PSYCHOLOGY. The term psychology first appears in the sixteenth century, denoting the study of the human soul (Greek psyche, 'soul'), a part of what was then called anthropology: the term is used thus in the first work to use it as a title, Rudolf Goclenius's Psychologia of 1594 (the title uses the Greek word). The term continued to be used in this way through the seventeenth century. Only in the early eighteenth century, with the publication of Christian Wolff's Psychologia Empirica (1732) and Psychologia Rationalis (1734), does it take on its modern sense, supplanting earlier terms like scientia de anima ('science of the soul'). The study of the soul, or the mind, did not, of course, begin in the eighteenth century. But it may, with some reason, be said to have begun again in the seventeenth.

ARISTOTELIANISM

From the mid-thirteenth century, when Aristotle's works became the basis of the baccalaureate curriculum in European universities, until the middle of the sixteenth, the starting point for the study of the soul was Aristotle's De anima. Hundreds of commentaries on it were published in the sixteenth and early seventeenth centuries. Often they included lengthy disputations on controversial topics, like the immortality of the soul and the nature of the rational soul. In the latter part of the sixteenth century the commentary form began to be abandoned in favor of the systematic textbook, of which Francisco Suárez's De Anima (1621; On the soul) is a noteworthy example. A reader of these works would have encountered the major ancient, Arab, and medieval interpretations of Aristotle and a fair helping of empirical observations, mostly from ancient authorities like Pliny and Galen, but also occasionally from such recent authors as Andreas Vesalius (1514–1564), whose De Humani Corporis Fabrica (1543) superseded the ancients on anatomical questions.

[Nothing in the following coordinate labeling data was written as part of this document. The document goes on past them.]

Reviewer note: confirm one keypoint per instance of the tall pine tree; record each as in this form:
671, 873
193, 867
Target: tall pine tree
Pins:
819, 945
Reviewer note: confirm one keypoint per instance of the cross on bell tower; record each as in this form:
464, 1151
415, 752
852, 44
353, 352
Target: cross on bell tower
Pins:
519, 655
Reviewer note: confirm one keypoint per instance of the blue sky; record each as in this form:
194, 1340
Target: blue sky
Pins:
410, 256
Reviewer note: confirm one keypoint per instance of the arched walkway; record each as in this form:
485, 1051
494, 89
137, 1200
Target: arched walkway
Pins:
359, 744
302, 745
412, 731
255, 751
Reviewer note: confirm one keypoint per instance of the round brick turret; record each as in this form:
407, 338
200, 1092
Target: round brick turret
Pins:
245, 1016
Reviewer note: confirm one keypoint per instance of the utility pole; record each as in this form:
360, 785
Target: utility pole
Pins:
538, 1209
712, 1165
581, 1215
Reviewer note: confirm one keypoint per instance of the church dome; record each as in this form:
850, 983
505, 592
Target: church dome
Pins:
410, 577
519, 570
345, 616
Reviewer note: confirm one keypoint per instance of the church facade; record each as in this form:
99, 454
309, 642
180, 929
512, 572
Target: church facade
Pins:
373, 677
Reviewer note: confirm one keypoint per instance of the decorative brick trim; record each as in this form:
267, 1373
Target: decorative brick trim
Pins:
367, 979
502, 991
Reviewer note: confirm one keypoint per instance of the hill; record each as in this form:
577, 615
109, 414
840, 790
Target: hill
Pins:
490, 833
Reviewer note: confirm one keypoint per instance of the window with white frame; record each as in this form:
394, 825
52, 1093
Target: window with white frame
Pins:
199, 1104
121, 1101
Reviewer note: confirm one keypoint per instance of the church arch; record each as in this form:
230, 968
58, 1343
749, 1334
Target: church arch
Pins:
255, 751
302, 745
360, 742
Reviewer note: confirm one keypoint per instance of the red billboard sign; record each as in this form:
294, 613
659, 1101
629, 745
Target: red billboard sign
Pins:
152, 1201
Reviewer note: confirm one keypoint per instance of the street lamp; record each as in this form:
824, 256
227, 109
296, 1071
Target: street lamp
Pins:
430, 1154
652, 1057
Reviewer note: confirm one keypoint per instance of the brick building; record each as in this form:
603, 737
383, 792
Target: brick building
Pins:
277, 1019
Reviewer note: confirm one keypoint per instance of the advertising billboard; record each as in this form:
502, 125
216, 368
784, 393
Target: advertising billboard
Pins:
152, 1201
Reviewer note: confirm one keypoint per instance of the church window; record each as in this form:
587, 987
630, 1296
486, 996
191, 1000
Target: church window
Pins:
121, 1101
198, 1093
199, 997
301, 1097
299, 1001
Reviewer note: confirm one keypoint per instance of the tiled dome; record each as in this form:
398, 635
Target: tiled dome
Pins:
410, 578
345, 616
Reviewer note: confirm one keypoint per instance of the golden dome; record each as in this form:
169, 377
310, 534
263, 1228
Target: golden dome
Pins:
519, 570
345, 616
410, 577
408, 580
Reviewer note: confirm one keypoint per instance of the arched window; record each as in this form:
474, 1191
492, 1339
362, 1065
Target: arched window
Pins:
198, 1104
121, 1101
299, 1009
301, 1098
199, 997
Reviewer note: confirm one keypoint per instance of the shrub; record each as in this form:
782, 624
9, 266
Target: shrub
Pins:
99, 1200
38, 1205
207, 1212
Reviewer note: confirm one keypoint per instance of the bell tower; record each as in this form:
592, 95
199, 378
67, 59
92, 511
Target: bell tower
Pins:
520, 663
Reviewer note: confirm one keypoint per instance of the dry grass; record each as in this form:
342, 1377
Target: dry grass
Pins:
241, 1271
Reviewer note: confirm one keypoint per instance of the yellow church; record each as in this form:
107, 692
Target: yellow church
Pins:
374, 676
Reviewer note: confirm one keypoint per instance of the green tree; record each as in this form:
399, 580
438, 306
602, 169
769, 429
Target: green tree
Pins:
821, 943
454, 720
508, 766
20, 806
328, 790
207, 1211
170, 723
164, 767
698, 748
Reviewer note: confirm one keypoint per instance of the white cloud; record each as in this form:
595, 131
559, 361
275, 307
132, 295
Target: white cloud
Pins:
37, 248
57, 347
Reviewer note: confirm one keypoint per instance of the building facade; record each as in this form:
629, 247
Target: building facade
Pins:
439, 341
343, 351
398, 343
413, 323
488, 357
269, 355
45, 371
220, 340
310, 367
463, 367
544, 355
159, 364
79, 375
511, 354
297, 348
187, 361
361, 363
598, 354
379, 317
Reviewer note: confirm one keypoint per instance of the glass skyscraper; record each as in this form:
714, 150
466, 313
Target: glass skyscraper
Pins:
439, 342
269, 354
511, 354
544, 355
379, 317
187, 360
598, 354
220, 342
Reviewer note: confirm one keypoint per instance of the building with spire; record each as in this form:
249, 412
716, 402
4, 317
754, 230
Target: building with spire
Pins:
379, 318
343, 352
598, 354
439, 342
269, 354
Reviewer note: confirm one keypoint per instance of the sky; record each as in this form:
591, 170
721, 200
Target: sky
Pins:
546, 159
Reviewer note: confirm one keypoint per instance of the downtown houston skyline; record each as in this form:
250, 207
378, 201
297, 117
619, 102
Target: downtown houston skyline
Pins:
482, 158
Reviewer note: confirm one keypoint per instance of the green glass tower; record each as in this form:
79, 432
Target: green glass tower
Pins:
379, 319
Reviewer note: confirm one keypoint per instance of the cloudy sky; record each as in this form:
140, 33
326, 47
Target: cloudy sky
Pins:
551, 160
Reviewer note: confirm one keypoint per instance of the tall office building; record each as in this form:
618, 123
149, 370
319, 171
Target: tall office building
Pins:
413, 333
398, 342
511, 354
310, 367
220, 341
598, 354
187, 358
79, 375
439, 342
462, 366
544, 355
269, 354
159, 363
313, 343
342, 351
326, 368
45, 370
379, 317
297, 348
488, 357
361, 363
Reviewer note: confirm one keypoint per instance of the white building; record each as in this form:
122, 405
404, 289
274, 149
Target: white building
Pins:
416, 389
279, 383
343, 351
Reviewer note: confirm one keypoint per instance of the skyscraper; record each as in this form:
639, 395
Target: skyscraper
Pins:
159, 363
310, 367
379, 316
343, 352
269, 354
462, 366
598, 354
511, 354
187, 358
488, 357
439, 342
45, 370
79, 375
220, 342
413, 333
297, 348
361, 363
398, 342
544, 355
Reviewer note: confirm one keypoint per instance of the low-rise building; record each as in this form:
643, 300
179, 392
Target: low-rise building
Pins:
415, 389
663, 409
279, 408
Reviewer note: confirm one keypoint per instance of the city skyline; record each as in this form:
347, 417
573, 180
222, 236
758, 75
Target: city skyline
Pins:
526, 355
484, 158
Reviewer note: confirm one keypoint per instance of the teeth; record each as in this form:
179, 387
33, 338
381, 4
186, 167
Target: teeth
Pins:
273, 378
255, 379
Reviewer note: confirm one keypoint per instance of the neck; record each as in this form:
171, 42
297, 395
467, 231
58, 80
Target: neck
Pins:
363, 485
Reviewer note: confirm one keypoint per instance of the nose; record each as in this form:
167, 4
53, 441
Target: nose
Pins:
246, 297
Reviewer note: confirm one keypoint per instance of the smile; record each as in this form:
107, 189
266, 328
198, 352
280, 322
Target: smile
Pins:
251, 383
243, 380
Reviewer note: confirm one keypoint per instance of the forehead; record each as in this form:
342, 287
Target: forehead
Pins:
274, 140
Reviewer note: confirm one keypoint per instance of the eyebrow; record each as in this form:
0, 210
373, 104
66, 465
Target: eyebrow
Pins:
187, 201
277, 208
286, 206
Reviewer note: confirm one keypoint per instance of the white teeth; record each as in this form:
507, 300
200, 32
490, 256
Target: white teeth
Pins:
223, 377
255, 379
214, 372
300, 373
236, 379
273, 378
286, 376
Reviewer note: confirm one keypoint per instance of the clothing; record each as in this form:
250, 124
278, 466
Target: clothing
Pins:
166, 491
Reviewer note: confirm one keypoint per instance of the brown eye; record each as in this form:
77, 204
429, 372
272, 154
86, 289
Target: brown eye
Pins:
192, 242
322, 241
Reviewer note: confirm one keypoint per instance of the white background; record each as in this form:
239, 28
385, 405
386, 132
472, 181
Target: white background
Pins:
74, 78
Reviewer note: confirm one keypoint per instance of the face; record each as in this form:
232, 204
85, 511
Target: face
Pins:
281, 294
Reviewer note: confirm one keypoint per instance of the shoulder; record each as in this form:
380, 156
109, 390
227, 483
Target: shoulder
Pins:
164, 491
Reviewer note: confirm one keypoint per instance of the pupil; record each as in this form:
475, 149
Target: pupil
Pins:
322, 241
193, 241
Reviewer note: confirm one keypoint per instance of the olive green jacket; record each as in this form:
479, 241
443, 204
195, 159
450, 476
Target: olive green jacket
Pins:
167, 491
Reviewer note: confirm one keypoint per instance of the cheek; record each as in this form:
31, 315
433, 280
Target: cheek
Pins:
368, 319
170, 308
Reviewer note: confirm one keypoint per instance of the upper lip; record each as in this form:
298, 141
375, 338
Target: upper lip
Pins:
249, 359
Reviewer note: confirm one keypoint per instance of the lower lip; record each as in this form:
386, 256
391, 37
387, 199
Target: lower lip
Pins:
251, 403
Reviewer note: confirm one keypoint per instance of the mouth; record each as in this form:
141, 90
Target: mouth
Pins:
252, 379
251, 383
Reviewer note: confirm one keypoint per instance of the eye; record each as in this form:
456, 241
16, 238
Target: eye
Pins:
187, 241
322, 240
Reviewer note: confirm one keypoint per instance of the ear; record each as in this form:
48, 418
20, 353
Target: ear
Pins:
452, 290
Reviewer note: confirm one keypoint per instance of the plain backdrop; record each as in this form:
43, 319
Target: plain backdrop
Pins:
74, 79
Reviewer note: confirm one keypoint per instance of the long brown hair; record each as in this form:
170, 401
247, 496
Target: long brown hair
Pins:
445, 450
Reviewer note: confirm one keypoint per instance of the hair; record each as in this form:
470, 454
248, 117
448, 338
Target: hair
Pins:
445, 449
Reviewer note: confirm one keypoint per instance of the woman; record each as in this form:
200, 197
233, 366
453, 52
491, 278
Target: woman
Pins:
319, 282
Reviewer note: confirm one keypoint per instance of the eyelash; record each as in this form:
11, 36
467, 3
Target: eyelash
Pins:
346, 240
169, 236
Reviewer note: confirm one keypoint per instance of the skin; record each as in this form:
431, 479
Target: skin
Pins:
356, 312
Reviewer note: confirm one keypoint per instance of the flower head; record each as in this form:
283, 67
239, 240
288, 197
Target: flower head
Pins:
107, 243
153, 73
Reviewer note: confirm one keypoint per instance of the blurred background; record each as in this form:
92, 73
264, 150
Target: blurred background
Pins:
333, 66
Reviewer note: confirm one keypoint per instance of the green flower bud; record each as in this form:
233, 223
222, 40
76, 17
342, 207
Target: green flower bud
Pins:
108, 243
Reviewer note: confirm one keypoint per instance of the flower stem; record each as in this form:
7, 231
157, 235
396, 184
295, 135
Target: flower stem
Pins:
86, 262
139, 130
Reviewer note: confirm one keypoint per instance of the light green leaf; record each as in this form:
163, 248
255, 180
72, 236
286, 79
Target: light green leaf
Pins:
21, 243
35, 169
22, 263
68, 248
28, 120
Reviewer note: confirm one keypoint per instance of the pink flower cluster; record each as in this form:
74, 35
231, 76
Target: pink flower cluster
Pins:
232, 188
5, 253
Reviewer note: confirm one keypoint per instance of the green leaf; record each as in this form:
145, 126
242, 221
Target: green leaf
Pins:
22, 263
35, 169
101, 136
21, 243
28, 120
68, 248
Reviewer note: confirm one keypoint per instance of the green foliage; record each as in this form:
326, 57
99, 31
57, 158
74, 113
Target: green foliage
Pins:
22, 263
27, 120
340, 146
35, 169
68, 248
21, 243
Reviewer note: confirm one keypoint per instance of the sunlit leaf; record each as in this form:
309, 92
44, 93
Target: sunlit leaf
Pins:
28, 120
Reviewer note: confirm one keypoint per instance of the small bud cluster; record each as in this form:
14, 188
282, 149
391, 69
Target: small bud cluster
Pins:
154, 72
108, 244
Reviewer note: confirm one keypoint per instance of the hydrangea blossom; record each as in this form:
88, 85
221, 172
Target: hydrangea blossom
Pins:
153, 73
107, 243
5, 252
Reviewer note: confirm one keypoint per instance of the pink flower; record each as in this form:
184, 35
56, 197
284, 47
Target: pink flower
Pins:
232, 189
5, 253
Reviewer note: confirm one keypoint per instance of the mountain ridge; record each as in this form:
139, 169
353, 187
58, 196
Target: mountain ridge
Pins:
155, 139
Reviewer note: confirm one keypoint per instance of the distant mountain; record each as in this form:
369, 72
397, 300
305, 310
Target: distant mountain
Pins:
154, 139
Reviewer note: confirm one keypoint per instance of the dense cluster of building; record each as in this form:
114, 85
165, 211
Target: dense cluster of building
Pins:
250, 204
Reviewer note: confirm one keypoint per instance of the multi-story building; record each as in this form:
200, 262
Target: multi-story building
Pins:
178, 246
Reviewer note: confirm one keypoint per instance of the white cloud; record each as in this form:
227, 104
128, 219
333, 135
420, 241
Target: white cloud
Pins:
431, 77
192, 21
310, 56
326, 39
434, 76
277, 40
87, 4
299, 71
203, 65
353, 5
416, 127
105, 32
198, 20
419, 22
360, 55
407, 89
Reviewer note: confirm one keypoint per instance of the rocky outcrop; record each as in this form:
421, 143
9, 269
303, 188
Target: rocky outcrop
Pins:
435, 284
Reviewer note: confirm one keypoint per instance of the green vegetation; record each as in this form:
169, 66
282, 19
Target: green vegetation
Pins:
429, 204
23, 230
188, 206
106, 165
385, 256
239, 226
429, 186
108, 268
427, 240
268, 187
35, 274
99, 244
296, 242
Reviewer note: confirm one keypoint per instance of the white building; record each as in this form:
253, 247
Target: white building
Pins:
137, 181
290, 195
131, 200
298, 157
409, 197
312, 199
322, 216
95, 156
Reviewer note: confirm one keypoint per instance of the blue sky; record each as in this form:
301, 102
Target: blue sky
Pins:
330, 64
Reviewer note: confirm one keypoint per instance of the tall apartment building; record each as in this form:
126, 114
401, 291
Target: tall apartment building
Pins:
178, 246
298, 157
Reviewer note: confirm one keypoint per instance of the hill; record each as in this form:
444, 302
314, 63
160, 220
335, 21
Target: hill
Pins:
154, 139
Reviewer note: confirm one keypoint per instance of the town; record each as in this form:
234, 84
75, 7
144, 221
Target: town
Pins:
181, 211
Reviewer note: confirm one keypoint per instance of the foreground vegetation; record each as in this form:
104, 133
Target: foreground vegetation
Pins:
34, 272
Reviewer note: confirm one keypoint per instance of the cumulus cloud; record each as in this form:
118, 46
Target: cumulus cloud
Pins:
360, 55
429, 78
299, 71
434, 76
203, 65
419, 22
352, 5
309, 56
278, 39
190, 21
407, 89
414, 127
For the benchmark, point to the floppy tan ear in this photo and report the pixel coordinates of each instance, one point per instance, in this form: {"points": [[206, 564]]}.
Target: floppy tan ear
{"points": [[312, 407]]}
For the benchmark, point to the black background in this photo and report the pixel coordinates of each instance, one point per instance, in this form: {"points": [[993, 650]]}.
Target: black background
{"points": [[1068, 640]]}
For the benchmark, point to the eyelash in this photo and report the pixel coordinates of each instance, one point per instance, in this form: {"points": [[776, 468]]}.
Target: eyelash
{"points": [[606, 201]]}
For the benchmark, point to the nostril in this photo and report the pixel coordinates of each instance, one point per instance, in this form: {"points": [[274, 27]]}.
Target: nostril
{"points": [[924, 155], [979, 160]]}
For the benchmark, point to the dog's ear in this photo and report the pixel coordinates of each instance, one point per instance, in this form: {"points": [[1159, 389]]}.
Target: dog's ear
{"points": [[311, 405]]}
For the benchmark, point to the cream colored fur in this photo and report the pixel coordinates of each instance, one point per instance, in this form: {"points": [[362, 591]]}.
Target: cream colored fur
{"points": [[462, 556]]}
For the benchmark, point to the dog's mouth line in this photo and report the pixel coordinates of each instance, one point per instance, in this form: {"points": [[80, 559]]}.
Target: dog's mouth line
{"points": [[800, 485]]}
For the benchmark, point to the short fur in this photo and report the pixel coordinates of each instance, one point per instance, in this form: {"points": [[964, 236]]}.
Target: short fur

The subject matter of De Anima is life and the functions of life. Aristotle treats not only sensation, memory, imagination, and the intellect, but also what would now be thought of as purely physiological functions like digestion and reproduction. The task of the science of the soul is to define the soul itself and the functions proper to living things, to describe the organs and mixtures of elements that subserve them, and finally to establish the principles on which a classification of plants and animals is to be based.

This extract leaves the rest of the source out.